The Taliban regime has transformed Afghanistan’s education and madrasa system into a vehicle for ideological control and long-term radicalization, raising serious concerns for regional and global security according to a detailed analysis published by the US journal The National Interest.
The report warns that since returning to power in 2021, the Taliban have reshaped schooling. Not to educate but to enforce obedience and embed an extremist worldview among the younger generation.
The article states that while madrasas have historically played a respected role in Islamic scholarship, the Taliban have politicized this tradition to serve a rigid and authoritarian project.
Education, it argues, is now being used as a strategic instrument to mould society in line with the regime’s ideology rather than to promote learning, inquiry or economic development.
Curriculum overhaul and ideological conditioning
According to The National Interest, leaked Taliban documents from December 2022 revealed plans to completely overhaul Afghanistan’s school curriculum during the Doha talks.
The goal was to “Islamize” education in line with Taliban ideology.
The report notes that Taliban officials have made it clear that girls’ schools will only reopen once curricula are redesigned to meet ideological requirements.
The journal stresses that the Taliban’s interpretation of Islam is not rooted in Afghan or Pashtun traditions. Instead, it describes the system as an imported and highly politicized ideology that rejects pluralism and critical thinking.
The emphasis, it says, is not on education but on cultivating ideological loyalty.

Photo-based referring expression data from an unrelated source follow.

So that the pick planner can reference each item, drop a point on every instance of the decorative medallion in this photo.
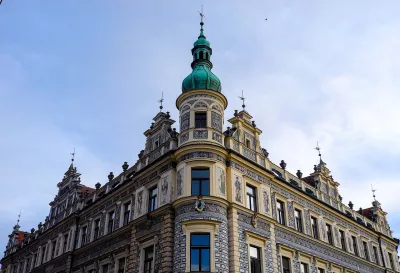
(199, 205)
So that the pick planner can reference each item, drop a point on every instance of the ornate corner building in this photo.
(204, 199)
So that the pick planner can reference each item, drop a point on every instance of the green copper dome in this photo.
(201, 76)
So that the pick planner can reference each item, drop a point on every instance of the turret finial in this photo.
(73, 156)
(373, 192)
(19, 217)
(242, 98)
(201, 21)
(319, 152)
(161, 100)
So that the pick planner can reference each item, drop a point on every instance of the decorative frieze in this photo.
(200, 134)
(201, 155)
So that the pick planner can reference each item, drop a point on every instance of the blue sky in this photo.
(88, 74)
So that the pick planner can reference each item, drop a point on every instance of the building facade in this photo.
(204, 199)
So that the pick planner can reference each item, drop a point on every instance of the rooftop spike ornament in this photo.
(73, 156)
(161, 100)
(319, 152)
(201, 20)
(242, 98)
(373, 192)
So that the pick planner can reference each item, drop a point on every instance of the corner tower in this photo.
(201, 105)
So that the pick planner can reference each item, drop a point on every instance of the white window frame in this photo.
(201, 226)
(142, 247)
(117, 258)
(257, 241)
(121, 216)
(92, 228)
(80, 234)
(106, 231)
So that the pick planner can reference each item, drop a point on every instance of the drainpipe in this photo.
(381, 250)
(73, 244)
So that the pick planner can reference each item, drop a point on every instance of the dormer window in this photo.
(200, 120)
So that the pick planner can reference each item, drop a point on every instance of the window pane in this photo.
(148, 252)
(195, 187)
(200, 240)
(194, 260)
(205, 259)
(254, 252)
(200, 173)
(205, 187)
(250, 190)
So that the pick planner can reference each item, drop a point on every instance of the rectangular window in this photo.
(298, 220)
(329, 233)
(65, 243)
(42, 259)
(286, 264)
(304, 268)
(200, 120)
(280, 207)
(121, 265)
(110, 224)
(342, 239)
(153, 193)
(314, 227)
(200, 182)
(355, 247)
(104, 268)
(251, 199)
(96, 229)
(391, 260)
(366, 254)
(83, 235)
(255, 259)
(127, 213)
(200, 252)
(376, 254)
(148, 259)
(34, 259)
(53, 249)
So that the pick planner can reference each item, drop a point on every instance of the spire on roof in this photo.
(201, 22)
(319, 153)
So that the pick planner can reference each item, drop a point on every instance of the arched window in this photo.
(248, 143)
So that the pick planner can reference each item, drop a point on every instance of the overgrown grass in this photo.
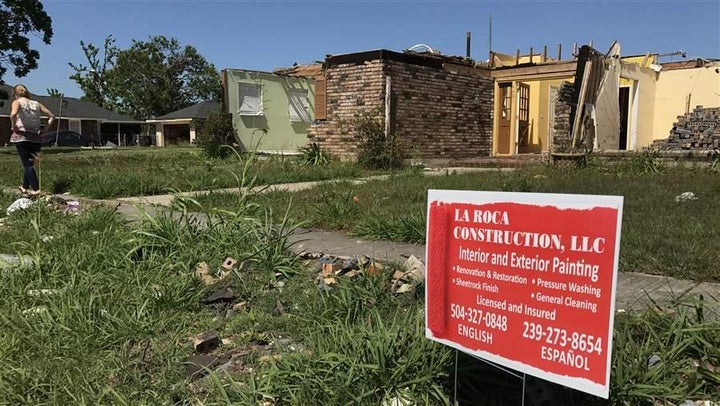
(659, 235)
(123, 302)
(149, 171)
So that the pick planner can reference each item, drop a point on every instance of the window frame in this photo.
(304, 97)
(258, 111)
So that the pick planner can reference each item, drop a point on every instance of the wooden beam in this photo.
(581, 103)
(645, 59)
(549, 70)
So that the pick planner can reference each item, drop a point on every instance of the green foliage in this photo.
(377, 150)
(148, 79)
(20, 18)
(216, 135)
(124, 172)
(685, 351)
(54, 92)
(648, 161)
(313, 155)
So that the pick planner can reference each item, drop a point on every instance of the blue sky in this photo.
(263, 35)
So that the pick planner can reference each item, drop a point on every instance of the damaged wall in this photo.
(681, 86)
(437, 109)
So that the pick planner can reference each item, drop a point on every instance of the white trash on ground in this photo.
(19, 204)
(684, 197)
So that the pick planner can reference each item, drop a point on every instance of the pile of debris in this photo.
(699, 129)
(329, 268)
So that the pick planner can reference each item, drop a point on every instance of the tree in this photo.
(150, 78)
(53, 92)
(95, 80)
(18, 19)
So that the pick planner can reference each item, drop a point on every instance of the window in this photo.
(74, 125)
(250, 99)
(298, 106)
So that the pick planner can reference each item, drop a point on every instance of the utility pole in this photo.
(57, 129)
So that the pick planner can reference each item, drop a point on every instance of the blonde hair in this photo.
(20, 90)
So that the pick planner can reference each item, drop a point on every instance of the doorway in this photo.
(504, 111)
(624, 103)
(523, 137)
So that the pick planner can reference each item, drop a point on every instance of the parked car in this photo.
(66, 138)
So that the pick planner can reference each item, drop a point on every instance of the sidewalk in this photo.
(634, 290)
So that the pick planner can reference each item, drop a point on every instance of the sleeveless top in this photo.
(28, 122)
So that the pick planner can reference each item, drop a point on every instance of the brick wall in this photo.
(352, 89)
(561, 128)
(438, 110)
(442, 113)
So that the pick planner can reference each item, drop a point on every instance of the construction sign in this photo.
(526, 280)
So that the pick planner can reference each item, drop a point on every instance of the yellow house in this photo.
(641, 100)
(680, 87)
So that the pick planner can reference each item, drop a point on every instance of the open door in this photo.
(504, 110)
(523, 128)
(624, 101)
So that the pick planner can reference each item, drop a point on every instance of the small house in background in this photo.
(76, 115)
(271, 112)
(687, 104)
(623, 102)
(180, 127)
(438, 107)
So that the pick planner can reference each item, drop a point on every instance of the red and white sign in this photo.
(526, 280)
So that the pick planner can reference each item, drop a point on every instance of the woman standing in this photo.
(26, 126)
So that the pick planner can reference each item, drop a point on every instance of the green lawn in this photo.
(659, 235)
(149, 171)
(105, 312)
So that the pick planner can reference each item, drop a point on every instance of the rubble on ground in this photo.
(698, 129)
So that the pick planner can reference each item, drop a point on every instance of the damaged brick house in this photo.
(439, 107)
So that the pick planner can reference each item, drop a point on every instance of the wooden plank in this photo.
(581, 103)
(645, 59)
(558, 69)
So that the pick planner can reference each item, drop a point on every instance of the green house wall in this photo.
(271, 131)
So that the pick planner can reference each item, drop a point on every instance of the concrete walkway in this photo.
(634, 290)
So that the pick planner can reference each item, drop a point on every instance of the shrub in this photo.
(377, 150)
(313, 155)
(216, 135)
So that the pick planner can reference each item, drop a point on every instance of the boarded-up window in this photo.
(250, 96)
(320, 99)
(299, 106)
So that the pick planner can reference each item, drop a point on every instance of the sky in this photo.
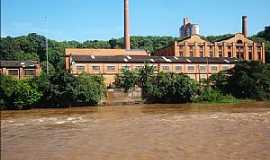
(103, 19)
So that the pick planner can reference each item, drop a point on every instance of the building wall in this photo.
(195, 71)
(21, 73)
(237, 46)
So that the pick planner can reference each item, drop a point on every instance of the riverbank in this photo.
(156, 131)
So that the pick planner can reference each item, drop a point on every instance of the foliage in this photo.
(18, 93)
(170, 88)
(246, 80)
(89, 90)
(127, 79)
(210, 95)
(60, 91)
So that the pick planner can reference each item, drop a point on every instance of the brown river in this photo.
(139, 132)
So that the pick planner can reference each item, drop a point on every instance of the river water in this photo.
(139, 132)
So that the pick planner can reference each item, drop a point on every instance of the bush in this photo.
(89, 90)
(211, 95)
(247, 80)
(126, 80)
(170, 88)
(18, 93)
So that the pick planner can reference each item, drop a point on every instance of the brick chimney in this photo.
(126, 26)
(244, 26)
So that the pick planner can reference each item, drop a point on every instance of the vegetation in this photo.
(18, 93)
(247, 80)
(57, 90)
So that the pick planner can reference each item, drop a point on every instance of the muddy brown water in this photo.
(139, 132)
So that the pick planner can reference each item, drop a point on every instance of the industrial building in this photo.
(192, 55)
(236, 46)
(20, 69)
(188, 29)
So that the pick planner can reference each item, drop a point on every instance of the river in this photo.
(139, 132)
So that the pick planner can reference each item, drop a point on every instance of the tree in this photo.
(89, 90)
(18, 93)
(127, 79)
(61, 89)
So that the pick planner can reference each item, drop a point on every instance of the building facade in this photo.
(109, 66)
(236, 46)
(20, 69)
(188, 29)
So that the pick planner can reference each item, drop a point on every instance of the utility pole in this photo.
(47, 52)
(47, 57)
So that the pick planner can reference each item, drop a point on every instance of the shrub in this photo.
(170, 88)
(89, 90)
(127, 79)
(18, 93)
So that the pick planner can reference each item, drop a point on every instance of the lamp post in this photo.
(47, 52)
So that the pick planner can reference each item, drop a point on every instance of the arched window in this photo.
(239, 42)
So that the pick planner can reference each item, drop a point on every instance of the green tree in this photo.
(127, 79)
(61, 89)
(89, 90)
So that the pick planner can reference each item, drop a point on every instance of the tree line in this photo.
(32, 46)
(247, 80)
(60, 89)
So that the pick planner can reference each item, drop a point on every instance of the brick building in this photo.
(236, 46)
(20, 69)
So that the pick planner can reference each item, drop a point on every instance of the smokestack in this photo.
(244, 26)
(126, 23)
(185, 21)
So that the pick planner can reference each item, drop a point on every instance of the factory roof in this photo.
(153, 59)
(16, 64)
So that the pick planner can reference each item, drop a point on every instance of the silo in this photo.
(195, 29)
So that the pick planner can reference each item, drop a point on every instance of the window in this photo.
(220, 47)
(96, 68)
(139, 67)
(214, 68)
(165, 68)
(220, 54)
(181, 54)
(237, 54)
(250, 55)
(80, 69)
(239, 42)
(211, 54)
(225, 68)
(29, 72)
(229, 54)
(201, 47)
(178, 68)
(126, 67)
(191, 68)
(259, 55)
(13, 72)
(203, 77)
(111, 68)
(201, 54)
(191, 54)
(203, 68)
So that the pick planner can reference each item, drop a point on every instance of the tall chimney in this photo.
(244, 26)
(126, 23)
(185, 21)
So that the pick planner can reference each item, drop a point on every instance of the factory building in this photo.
(188, 29)
(192, 55)
(20, 69)
(236, 46)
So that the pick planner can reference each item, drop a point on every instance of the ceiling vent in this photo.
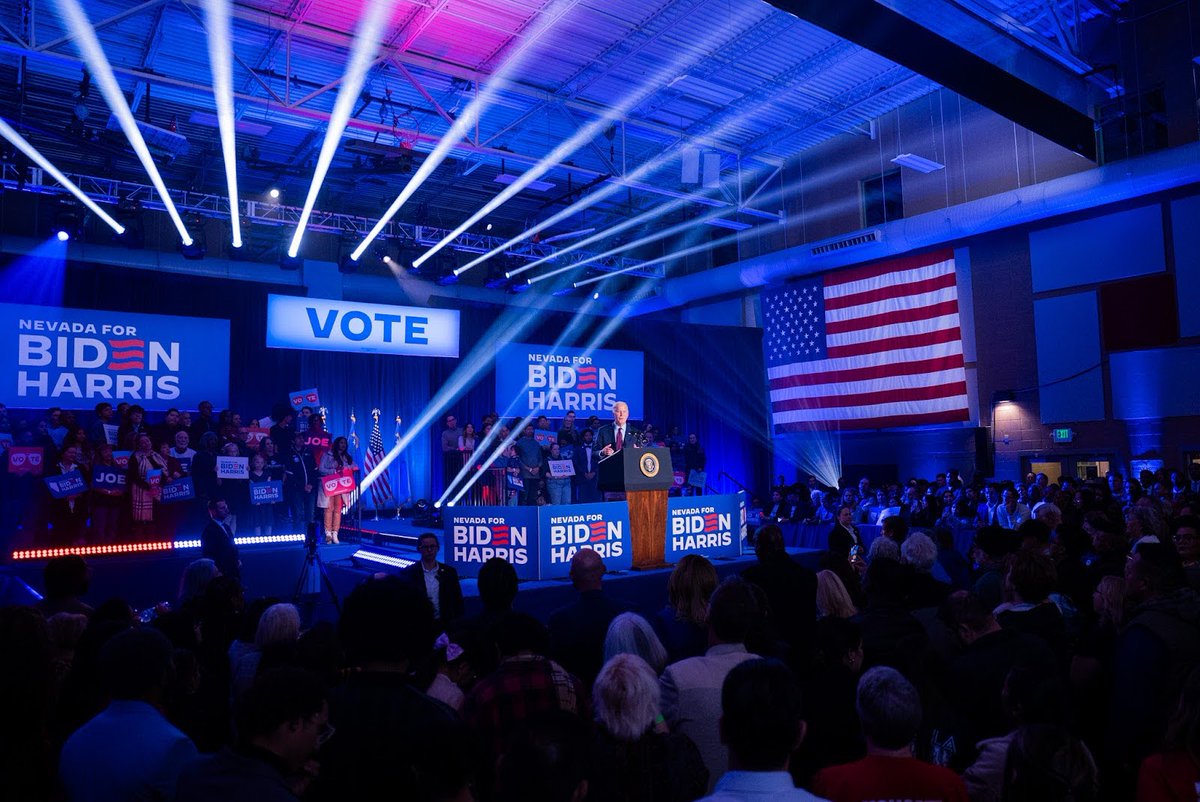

With more than 23,000 madrasas now operating, access to food aid, jobs and basic services is increasingly linked to families sending children to Taliban-approved institutions.
Regional security risks and militant linkages
The National Interest warns that this educational strategy has consequences far beyond Afghanistan.
Leaked documents reportedly suggest that Taliban leader Hibatullah Akhundzada envisions a long-term global jihadist mission, using education to consolidate control at home and export ideology abroad.
The approach, the journal notes, is not fundamentally different from that of Al Qaeda or ISIS.
UN assessments cited in the report confirm that the Taliban maintain links with more than 20 regional and global terrorist organizations.
The killing of Al Qaeda leader Ayman al-Zawahiri in a house linked to the Haqqani Network is highlighted as evidence of this deep nexus. For Pakistan, these developments carry direct security implications, as ideological indoctrination and militant recruitment have historically fueled cross-border instability.
The article concludes that Taliban-driven ideological schooling is not a domestic cultural issue but a long-term security threat.
Without accountability and oversight, the reshaping of education risks producing a generation that views the indoctrinated view of global jihad as a religious duty, undermining stability across South and Central Asia.